My nieces were over and got bored. Their favorite show wasn't on Disney. So I said its probably on you tube. What I found was this, is this really the show giggles?
m.youtube.com/#/watch?xl=xl_blazer&v=8bw2X1oq_js


----------



## Joby Becker (Dec 13, 2009)

didn't work for me...


----------



## Timothy Stacy (Jan 29, 2009)

You just gave me the claps and I'm giving it to you. Whose got the claps? I think that's > g#y


----------



## Guest (Dec 1, 2008)

Jeff Threadgill said:


> My nieces were over and got bored. Their favorite show wasn't on Disney. So I said its probably on you tube. What I found was this, is this really the show giggles?
> m.youtube.com/#/watch?xl=xl_blazer&v=8bw2X1oq_js


 
Was in hotel room with my daughter (3yrs) once and was letting her watch Elmo videos, she loved them...then my 9 yr old son came into the picture and before I knew it I heard "Die you xxxxx, Die" And then machine gun fire, I went over to the computer and it was Elmo KILLS barney! I laughed my ass off then shut the computer, every now and then she asks to watch it again and laughs.....


----------



## Timothy Stacy (Jan 29, 2009)

It's no wonder Don Frye says American men have been feminized. What happen to GI Joe and blowing shit up. Glad to hear about your son Jody


----------



## Joby Becker (Dec 13, 2009)

I still can't view it...

I can tell you this much though...on almost all those shows made for younger kids, disney, nickelodeon...whatever....most of the shows go like this...the dads are morons and losers, the wives are the smartest, the boys are losers, the girls are smartest, and there always seems to be outright gay overtones with some of the boys characters....
make me wonder who runs those channels


----------



## Jeff Threadgill (Jun 9, 2010)

Joby if your on youtube search for " I give you the clap" official song by the giggles.

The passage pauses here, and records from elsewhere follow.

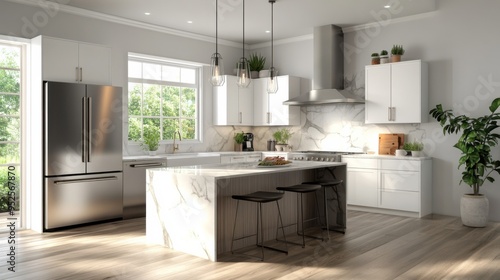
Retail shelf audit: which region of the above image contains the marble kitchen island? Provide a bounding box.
[146,161,346,261]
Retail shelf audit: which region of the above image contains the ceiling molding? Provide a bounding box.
[342,11,439,33]
[7,0,242,48]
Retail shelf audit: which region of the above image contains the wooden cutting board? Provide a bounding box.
[378,133,405,155]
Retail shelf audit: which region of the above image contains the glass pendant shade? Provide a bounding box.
[210,53,225,86]
[267,67,278,93]
[236,57,251,88]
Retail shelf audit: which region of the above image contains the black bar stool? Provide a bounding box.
[231,191,288,261]
[276,184,323,248]
[302,179,345,240]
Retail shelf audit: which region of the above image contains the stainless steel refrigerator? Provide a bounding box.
[43,81,122,230]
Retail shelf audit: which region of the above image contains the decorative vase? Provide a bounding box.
[234,143,243,152]
[274,144,288,152]
[380,55,389,64]
[460,194,490,227]
[391,54,401,62]
[259,70,269,78]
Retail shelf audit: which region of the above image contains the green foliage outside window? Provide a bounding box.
[128,58,198,141]
[0,45,21,213]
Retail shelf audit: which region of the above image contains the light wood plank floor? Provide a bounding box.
[0,211,500,280]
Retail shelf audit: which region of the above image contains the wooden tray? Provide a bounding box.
[378,133,405,155]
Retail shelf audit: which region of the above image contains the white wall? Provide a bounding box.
[0,0,500,221]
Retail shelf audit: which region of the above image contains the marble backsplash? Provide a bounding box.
[124,104,426,155]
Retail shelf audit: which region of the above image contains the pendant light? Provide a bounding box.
[267,0,278,94]
[236,0,250,87]
[210,0,224,86]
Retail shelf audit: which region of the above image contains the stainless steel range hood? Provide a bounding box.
[283,25,365,106]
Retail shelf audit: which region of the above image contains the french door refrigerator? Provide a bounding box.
[43,81,123,230]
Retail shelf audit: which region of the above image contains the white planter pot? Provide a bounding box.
[460,194,490,227]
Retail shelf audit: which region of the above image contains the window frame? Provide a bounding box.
[124,52,204,145]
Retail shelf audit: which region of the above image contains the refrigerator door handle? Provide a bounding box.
[54,176,118,185]
[82,97,87,162]
[87,97,92,162]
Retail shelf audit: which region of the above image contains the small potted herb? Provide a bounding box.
[141,124,161,156]
[372,53,380,65]
[233,131,245,152]
[248,53,266,79]
[273,128,293,151]
[380,50,389,64]
[391,45,405,62]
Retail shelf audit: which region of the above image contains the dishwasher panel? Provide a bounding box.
[123,159,167,219]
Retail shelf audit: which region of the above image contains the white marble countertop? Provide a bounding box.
[342,154,432,160]
[149,161,346,179]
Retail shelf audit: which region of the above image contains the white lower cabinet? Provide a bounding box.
[342,156,432,217]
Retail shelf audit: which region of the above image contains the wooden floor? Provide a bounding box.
[0,211,500,280]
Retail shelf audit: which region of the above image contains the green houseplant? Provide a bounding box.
[391,45,405,62]
[372,53,380,65]
[248,53,266,79]
[430,98,500,227]
[380,50,389,64]
[233,131,245,151]
[273,128,293,151]
[141,125,160,155]
[403,141,424,157]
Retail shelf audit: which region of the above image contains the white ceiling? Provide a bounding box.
[47,0,436,44]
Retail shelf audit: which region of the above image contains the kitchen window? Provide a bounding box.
[0,40,25,231]
[128,53,202,141]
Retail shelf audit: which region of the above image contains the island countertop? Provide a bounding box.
[146,161,347,261]
[146,161,346,179]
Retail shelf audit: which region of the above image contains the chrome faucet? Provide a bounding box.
[172,130,182,153]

Yeah, I love to see my brothers face when he picks them up and they screaming I give you the clap lol


----------



## Joby Becker (Dec 13, 2009)

lol..

then there is this one..
http://www.youtube.com/watch?feature=iv&annotation_id=annotation_602449&v=dCo9KzEesBk


----------



## Jeff Threadgill (Jun 9, 2010)

Lmao, didn't see that one!


----------



## Michelle Reusser (Mar 29, 2008)

LMAO. Is this what you let your kids watch, when you want them to grow up gay? =;

Men on kids shows scare me. Stick to cartoons.


----------



## Ashley Campbell (Jun 21, 2009)

Oh jeez...

And I was told by a friend of mine how wrong it was to let my kids watch what I let them watch.
What do I let them watch? Everything from Disney movies to horror flicks. We do not watch Elmo, Barney, weird shit on the disney channel, nickelodeon (because I'm too cheap to pay for cable) - etc.


----------



## Jim Nash (Mar 30, 2006)

Jeff Threadgill said:


> My nieces were over and got bored. Their favorite show wasn't on Disney. So I said its probably on you tube. What I found was this, is this really the show giggles?
> m.youtube.com/#/watch?xl=xl_blazer&v=8bw2X1oq_js


It's a parody of the real Giggles . Some actual kids shows are just as bad though . 

I have 3 kids and have been subjected to Spoonge Bob reruns over and over again . It could just be me but I think the originators of the show are having alot of fun with Spoonge Bob's and Patrick's relationship .


----------



## Ashley Campbell (Jun 21, 2009)

Jim Nash said:


> It's a parody of the real Giggles . Some actual kids shows are just as bad though .
> 
> I have 3 kids and have been subjected to Spoonge Bob reruns over and over again . It could just be me but I think the originators of the show are having alot of fun with Spoonge Bob's and Patrick's relationship .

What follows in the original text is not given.